# Strike King Rage Tails



## Waterwings (Feb 21, 2008)

Saw some new baits (Rage Tail) by Strike King at our Walmart the other day:

https://www.strikeking.com/press/pr_2007/Rage_Tail.pdf


----------



## SMDave (Feb 21, 2008)

I personally have not used them, but see them on TV. It seems as if the Zoom Ultravibe lures (speed worm, speed craw, horny toad, etc) have more action than the Rage tail. Also, if you check out tacklewarehouse.com, you can see pictures of the tails. They look FAT! As in, hard to move around well fat. I will stick to Zoom! (although Strike King has for sure made some winners before)


----------



## Nickk (Feb 21, 2008)

SMDave said:


> I personally have not used them, but see them on TV. It seems as if the Zoom Ultravibe lures (speed worm, speed craw, horny toad, etc) have more action than the Rage tail. Also, if you check out tacklewarehouse.com, you can see pictures of the tails. They look FAT! As in, hard to move around well fat. I will stick to Zoom! (although Strike King has for sure made some winners before)



I love Ultravibe Craws!


----------



## Waterwings (Feb 21, 2008)

I've seen the tails (in the packaging) of the Shad at WalMart. They do look "fat" and not as thin as some Zoom baits. I'm gonna buy a pack of the Toads and give them a try and see if I can stir something up.........come warm weather of course :wink:


----------



## slim357 (Feb 21, 2008)

i was thinkin of gettin a pack too, but have not, let me know what you think of them


----------



## Waterwings (Feb 21, 2008)

slim357 said:


> i was thinkin of gettin a pack too, but have not, let me know what you think of them



Will surely do that, come warm weather.............we're still kinda iced-in here :shock:


----------



## jkbirocz (Feb 22, 2008)

I saw them at Cabelas before Christmas, I think they are gonna be great baits. I really don' tthink the thicker plastic will slow the action down. I can't wait to try the shad.


----------



## little anth (Feb 22, 2008)

ive seen them they look odd but thats just the pic ive seen


----------



## BassAddict (Feb 22, 2008)

yea ive been eyeing up the shad every time through the BPS magazine, if any one tries em id love to hear a report


----------



## Waterwings (Feb 22, 2008)

I picked up a pack of the Toads and a pack of the Shad tonight at walmart. I'll post some up-close pics later tomorrow. Early in the day the wife and I are taking our granddaughter to the mall for her 3rd birthday (which is next week, but I'll be out of town on that day).


----------



## Popeye (Feb 23, 2008)

Waterwings said:


> (which is next week, but I'll be out of town on that day).

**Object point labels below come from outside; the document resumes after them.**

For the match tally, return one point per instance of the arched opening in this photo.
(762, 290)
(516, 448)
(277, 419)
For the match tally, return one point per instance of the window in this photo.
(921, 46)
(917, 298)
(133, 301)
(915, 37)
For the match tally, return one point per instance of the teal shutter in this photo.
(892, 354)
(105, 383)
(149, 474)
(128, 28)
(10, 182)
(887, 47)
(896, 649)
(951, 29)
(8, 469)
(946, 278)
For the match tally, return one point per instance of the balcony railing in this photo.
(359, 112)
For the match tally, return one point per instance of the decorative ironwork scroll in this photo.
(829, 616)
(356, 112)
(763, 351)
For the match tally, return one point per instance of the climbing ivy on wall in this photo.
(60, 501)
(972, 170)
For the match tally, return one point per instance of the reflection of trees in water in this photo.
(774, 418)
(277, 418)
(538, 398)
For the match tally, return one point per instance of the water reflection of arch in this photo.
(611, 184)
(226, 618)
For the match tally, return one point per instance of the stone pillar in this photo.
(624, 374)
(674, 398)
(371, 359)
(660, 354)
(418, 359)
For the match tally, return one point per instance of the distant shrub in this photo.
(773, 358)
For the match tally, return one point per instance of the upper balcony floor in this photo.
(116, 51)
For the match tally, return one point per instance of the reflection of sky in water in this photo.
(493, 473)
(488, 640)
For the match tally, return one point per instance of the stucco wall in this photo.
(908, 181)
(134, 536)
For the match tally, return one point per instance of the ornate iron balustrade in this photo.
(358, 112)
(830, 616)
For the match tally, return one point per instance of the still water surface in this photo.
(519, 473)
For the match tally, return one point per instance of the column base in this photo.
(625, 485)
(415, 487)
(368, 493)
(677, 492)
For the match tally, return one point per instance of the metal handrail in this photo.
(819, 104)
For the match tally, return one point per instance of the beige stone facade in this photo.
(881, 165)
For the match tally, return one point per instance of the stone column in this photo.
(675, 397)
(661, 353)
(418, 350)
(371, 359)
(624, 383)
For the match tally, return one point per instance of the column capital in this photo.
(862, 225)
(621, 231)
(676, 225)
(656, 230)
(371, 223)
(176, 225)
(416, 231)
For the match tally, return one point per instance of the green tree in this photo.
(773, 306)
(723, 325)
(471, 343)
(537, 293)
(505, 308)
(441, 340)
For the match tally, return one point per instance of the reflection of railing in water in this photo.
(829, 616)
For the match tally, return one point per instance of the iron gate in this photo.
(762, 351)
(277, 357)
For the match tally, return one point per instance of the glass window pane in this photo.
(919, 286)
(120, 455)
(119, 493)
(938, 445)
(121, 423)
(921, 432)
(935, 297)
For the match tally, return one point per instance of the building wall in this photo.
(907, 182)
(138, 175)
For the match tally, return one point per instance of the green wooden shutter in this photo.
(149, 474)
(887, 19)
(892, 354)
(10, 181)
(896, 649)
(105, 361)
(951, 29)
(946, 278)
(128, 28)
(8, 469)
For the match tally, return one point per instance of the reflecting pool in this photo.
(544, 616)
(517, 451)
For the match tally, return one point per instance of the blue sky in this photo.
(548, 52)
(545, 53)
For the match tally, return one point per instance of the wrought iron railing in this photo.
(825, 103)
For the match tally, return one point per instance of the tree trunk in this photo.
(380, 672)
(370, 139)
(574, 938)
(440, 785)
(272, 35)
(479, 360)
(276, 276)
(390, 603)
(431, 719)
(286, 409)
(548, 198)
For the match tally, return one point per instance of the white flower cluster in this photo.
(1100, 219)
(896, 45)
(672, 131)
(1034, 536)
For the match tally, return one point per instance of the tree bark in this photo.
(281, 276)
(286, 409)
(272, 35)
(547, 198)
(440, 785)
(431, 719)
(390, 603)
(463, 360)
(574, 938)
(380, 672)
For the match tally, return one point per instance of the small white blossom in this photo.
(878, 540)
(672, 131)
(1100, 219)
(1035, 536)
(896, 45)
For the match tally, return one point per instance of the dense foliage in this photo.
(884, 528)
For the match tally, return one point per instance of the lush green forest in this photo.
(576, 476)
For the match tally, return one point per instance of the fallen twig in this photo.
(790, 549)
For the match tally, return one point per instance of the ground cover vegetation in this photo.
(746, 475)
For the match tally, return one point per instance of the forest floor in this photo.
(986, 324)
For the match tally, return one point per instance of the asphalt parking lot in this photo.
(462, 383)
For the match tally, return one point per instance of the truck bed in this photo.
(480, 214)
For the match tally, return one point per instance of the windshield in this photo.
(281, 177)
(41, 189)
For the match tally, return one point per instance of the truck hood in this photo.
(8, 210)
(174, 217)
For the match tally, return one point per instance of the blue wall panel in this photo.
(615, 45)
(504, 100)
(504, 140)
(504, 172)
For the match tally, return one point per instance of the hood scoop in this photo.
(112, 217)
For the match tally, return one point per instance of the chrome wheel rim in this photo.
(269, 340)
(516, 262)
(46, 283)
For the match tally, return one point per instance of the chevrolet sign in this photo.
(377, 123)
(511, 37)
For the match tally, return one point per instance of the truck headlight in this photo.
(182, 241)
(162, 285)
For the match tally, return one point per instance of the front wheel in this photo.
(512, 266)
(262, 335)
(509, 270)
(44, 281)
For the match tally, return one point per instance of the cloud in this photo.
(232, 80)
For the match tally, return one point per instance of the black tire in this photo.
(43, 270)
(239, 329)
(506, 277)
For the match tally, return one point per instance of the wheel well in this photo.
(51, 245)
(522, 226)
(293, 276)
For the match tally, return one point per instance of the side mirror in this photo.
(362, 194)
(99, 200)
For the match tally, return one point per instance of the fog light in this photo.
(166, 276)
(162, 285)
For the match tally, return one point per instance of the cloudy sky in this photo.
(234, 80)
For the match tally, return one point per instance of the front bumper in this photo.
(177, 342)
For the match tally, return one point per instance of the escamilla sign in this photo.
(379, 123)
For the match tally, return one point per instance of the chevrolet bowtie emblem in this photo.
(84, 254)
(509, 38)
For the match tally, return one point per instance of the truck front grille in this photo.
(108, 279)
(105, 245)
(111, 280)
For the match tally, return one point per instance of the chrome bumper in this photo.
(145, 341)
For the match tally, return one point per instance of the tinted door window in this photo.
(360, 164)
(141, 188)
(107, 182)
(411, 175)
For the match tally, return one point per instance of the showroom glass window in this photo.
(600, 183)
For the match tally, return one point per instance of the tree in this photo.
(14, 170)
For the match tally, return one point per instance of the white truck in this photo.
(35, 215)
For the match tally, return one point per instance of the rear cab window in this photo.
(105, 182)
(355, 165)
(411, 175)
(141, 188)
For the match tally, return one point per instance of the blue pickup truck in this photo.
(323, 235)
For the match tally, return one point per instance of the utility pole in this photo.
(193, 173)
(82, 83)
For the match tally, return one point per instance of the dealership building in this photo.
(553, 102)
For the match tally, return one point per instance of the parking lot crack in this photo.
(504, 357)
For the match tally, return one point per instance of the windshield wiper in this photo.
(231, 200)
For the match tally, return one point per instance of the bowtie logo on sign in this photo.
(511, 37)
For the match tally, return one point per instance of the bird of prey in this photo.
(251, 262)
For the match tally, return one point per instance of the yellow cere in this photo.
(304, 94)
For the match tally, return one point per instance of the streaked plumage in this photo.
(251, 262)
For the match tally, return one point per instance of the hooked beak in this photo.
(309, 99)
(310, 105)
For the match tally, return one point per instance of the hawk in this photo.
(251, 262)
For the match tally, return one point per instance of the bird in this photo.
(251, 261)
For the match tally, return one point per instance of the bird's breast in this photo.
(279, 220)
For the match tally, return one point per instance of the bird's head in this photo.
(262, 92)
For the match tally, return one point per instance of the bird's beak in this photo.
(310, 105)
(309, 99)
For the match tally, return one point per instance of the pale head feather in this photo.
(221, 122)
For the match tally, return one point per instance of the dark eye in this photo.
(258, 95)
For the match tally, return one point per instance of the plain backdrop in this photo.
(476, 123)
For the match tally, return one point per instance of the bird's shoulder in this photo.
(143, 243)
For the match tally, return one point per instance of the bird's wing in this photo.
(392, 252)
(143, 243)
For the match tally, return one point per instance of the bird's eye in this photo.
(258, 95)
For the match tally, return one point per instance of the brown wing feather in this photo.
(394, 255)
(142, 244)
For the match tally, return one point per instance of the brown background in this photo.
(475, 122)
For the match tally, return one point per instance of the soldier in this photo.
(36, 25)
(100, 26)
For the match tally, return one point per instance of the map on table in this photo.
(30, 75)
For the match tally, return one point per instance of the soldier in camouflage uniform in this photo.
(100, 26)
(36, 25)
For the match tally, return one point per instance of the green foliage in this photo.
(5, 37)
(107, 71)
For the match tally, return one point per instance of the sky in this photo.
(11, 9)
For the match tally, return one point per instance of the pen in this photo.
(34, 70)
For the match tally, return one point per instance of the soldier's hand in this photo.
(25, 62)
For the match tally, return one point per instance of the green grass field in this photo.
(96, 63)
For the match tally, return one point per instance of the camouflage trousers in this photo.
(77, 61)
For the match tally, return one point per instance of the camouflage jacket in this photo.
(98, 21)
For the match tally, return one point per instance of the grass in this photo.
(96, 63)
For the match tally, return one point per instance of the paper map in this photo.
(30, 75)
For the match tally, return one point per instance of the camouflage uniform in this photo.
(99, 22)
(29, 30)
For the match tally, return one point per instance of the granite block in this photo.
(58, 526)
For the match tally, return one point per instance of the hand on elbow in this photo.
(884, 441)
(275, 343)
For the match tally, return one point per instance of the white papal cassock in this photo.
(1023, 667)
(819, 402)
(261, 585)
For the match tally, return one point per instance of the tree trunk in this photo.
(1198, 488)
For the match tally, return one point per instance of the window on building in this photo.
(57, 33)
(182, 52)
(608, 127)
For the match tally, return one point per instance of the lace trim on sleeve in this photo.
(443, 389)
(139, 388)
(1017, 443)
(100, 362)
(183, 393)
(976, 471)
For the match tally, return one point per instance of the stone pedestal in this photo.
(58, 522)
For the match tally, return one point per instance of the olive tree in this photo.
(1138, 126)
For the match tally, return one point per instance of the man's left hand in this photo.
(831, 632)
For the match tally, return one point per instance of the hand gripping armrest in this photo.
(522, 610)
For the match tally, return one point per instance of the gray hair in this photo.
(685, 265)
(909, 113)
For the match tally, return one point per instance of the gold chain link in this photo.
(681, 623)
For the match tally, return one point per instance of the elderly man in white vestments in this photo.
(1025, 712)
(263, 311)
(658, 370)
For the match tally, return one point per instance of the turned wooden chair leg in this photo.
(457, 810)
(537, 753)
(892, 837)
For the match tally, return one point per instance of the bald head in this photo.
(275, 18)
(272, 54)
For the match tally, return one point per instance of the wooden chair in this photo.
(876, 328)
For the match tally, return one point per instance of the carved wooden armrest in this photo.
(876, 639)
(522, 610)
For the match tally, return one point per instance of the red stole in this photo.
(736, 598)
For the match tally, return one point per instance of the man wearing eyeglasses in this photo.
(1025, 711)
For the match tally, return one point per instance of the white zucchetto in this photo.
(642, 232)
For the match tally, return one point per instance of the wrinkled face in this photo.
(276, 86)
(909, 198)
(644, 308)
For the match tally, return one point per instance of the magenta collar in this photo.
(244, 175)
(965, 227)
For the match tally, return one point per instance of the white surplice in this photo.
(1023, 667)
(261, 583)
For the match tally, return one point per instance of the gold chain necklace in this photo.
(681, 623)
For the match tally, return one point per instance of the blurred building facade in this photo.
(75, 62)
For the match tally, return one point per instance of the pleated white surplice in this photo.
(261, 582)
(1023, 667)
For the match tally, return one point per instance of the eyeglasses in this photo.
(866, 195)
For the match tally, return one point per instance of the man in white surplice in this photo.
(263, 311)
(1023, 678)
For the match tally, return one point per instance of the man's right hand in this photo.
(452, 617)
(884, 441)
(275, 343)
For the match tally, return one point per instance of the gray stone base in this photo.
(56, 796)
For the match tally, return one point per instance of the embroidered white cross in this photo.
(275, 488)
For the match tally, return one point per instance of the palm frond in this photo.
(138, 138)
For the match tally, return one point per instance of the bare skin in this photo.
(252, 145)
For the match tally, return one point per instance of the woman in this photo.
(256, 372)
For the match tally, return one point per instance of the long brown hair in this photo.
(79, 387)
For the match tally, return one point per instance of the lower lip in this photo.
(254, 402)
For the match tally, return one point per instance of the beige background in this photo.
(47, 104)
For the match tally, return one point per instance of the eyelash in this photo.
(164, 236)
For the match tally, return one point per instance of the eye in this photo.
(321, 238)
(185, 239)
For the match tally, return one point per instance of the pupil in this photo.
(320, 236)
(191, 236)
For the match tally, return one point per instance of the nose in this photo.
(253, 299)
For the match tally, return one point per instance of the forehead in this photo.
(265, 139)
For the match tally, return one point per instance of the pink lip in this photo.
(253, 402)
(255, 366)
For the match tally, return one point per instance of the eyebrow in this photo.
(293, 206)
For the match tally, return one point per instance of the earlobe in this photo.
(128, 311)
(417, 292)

Is that when you are coming up here to go ice fishing? :lol:


----------



## Waterwings (Feb 23, 2008)

It took me around 30-35 minutes yesterday to de-ice my truck before going to work. I've filled my ice quota for the year, lol. But thanks for the invite   . If the weather doesn't get crazy, I'm taking 4 students to Wright-Patterson AF Museum for a visit.


Here's the pics of the Strike King Rage Toad and Rage Shad:

Rage Toad: Green Pumpkin Pearl






Rage Shad: Smokey Shad


----------



## Jim (Feb 23, 2008)

Those toads look good waterwings!


----------



## Waterwings (Feb 23, 2008)

I think they'll do well. They're softer than the Mann's hardnose toads I've tried (and had no luck with :roll: )


Update: 2/23/08 10:59am: Here's a quote from someone on another site that has already used them:

"Very good baits. Throw up a ton of water."


----------